Some small part of this had to do with James Harden getting his eyeballs raked in the first quarter and spending the middle quarters seeming tentative and uncomfortable as a result. But the larger part of it was Golden State’s various shot-makers just having a response for everything, and then Steve Kerr unleashing the hilariously, violently effective Hampton Five lineup in key moments to just cruise away from the Rockets, like the Road Runner saying “meep meep” and vanishing over the horizon in a cloud of dust.
That lineup—Steph Curry-Klay Thompson-Andre Iguodala-Kevin Durant-Draymond Green—played 178 minutes together in the regular season and compiled a pristine plus-29.1 net rating, on ridiculous, unfair 70 percent true shooting. Kerr hasn’t been screwing around in this series, scrapping any potential Kevon Looney or Andrew Bogut options in the starting lineup and going straight to the Death Lineup at the opening tip. In Game 1, the lineup played 24 minutes and amassed an ungodly 143.1 offensive rating. Finding some way to keep those minutes close will be the only way for the Rockets to have any chance of advancing. They made progress in Game 2, but not nearly enough.

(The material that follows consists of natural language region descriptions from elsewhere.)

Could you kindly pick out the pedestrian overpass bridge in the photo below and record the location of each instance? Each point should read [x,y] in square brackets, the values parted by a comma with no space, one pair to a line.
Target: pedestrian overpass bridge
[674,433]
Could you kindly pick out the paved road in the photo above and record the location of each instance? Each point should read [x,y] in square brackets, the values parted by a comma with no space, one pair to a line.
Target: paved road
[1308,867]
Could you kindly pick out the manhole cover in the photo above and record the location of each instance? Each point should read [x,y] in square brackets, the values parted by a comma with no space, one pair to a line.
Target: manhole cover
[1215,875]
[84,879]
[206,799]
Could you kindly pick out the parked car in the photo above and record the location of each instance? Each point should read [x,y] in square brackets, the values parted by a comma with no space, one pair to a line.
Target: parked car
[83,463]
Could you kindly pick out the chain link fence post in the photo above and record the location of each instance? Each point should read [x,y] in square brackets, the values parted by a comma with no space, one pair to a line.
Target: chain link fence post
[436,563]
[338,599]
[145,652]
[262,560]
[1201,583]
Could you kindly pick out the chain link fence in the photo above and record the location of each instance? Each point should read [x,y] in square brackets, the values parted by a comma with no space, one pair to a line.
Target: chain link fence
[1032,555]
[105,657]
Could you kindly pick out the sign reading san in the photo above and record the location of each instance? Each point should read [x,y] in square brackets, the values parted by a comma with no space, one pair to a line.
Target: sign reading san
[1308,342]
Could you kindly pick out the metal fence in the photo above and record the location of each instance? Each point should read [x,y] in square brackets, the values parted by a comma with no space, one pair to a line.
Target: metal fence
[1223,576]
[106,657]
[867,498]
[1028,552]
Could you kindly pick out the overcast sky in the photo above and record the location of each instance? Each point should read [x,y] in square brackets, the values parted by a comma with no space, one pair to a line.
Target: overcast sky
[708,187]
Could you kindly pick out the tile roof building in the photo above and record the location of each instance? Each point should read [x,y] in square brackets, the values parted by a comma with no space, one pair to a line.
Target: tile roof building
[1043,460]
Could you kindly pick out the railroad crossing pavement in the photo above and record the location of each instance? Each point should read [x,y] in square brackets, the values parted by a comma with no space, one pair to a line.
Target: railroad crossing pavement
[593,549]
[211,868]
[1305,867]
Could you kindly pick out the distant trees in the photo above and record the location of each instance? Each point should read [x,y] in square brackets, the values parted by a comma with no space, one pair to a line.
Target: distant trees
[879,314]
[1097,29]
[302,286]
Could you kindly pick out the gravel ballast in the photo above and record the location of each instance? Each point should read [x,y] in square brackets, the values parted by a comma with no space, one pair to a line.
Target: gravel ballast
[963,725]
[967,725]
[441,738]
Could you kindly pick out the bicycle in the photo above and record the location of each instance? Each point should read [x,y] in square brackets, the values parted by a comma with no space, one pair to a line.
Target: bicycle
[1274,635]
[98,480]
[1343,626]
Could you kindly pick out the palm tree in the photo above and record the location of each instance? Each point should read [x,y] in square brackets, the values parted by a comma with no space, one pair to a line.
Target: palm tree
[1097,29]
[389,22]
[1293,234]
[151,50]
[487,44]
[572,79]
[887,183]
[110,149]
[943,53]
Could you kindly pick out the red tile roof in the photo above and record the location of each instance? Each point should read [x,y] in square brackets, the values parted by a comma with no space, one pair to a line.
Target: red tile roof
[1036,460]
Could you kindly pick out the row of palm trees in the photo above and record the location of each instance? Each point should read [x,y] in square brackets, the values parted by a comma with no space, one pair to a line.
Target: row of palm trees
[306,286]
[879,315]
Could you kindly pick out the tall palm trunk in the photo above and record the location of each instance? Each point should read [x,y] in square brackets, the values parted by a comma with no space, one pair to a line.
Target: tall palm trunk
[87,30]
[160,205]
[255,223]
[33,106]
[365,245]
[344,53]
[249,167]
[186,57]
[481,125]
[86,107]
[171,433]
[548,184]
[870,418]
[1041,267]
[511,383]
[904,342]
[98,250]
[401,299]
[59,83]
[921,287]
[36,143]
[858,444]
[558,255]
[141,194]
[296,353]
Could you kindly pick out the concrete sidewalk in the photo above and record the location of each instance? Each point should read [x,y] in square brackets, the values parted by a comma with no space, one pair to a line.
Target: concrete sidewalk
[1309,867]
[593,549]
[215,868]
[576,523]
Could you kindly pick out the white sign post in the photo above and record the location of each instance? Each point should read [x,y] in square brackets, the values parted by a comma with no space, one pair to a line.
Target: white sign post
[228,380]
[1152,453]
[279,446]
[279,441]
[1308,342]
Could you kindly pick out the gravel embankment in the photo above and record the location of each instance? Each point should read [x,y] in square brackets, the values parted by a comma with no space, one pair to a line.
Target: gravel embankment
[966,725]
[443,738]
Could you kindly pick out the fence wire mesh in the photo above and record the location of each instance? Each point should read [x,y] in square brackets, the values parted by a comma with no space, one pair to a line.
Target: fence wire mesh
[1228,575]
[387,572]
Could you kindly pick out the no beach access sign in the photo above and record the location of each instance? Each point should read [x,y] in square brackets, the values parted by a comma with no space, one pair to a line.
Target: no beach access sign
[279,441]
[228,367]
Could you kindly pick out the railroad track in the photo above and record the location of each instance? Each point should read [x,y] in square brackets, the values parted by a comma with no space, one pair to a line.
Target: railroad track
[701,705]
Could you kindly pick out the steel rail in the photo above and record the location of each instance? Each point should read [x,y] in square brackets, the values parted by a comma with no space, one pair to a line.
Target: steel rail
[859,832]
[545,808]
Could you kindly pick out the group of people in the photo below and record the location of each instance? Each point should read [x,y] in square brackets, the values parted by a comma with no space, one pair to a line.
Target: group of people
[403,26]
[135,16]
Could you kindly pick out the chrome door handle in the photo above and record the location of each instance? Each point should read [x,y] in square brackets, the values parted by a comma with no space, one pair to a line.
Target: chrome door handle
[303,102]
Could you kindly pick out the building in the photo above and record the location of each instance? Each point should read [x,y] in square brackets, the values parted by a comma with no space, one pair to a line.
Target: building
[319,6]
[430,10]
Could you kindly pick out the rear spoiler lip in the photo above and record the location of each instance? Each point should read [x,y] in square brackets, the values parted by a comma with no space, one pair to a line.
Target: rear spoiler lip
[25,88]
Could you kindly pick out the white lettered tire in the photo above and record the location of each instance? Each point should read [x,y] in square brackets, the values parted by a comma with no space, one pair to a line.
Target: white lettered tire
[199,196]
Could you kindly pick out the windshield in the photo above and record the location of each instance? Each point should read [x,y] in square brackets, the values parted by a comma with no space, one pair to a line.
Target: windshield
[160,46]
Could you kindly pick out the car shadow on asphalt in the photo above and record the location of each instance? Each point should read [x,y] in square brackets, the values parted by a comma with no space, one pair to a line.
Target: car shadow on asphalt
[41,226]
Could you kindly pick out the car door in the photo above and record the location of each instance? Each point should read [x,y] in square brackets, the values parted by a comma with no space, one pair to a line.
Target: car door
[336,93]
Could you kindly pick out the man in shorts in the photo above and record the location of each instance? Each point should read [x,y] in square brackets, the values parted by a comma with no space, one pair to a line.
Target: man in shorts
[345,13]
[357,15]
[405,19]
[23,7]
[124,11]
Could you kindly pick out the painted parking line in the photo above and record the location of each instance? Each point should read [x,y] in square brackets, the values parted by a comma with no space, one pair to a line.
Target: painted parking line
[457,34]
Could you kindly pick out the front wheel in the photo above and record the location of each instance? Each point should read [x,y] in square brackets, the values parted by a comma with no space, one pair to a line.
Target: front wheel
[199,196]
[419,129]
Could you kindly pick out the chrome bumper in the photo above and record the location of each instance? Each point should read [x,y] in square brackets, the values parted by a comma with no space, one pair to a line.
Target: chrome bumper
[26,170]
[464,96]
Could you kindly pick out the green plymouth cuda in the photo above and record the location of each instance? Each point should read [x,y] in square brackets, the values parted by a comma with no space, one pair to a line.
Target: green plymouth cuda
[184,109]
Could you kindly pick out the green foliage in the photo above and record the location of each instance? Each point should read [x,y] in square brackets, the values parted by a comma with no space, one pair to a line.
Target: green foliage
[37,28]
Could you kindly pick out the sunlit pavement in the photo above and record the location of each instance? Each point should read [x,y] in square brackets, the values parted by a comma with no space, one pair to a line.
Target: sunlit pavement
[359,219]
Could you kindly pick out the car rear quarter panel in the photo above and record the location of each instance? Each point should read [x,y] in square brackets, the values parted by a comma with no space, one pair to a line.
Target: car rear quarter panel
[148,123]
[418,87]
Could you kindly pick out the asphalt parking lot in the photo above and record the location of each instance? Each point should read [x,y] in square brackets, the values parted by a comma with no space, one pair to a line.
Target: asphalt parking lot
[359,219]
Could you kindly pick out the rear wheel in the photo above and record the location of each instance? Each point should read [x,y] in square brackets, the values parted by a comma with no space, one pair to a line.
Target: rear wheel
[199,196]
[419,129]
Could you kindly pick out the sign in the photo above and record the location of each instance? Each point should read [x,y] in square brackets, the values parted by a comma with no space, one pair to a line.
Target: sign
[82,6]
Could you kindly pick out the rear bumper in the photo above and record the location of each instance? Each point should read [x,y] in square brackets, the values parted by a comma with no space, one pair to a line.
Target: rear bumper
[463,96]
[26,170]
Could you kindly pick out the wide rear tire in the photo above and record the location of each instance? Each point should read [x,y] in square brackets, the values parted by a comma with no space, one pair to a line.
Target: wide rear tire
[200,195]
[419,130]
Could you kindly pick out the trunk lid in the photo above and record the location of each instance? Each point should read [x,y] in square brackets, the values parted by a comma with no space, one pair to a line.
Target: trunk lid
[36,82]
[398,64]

The definitive Death Lineup run Tuesday came in the fourth quarter, when the Rockets pulled to within six points with about eight minutes left in the game. Kerr chose that moment to replace Shaun Livingston with Andre Iguodala and Kevon Looney with Draymond Green. Harden buried a three to bring the Rockets within a possession, and then the Warriors ripped off a quick dunk-heavy 10–0 run to create some breathing room. The game never got closer than two possessions again. When it mattered, when the game got remotely tight, the Warriors dialed up their ball and player movement and did stuff like this:
Golden State’s Hampton Five lineup put up another absurd 141.4 offensive rating in 13 second-half minutes, which was as much juice as they needed to scamper away from the Rockets. It’s hard to imagine anyone beating the Warriors four times in seven games when their best lineup functions like a shiny red “WIN” button, and has the ability to play genuinely excellent NBA players—looking at you, Clint Capela—all the way off the floor.
It’s starting to feel like the book on this season might already be written. Houston seemed by far to be the Western Conference team best suited to disrupting Golden State’s march to a third consecutive championship, but as close as the first two games of this series have been on the scoreboard, the Warriors haven’t yet seemed especially troubled. Maybe things will be different in Houston? Or maybe the best the Rockets will manage is a serious enough challenge to get the Warriors to stop playing with their food and compete like they mean it for more than five minutes at a time.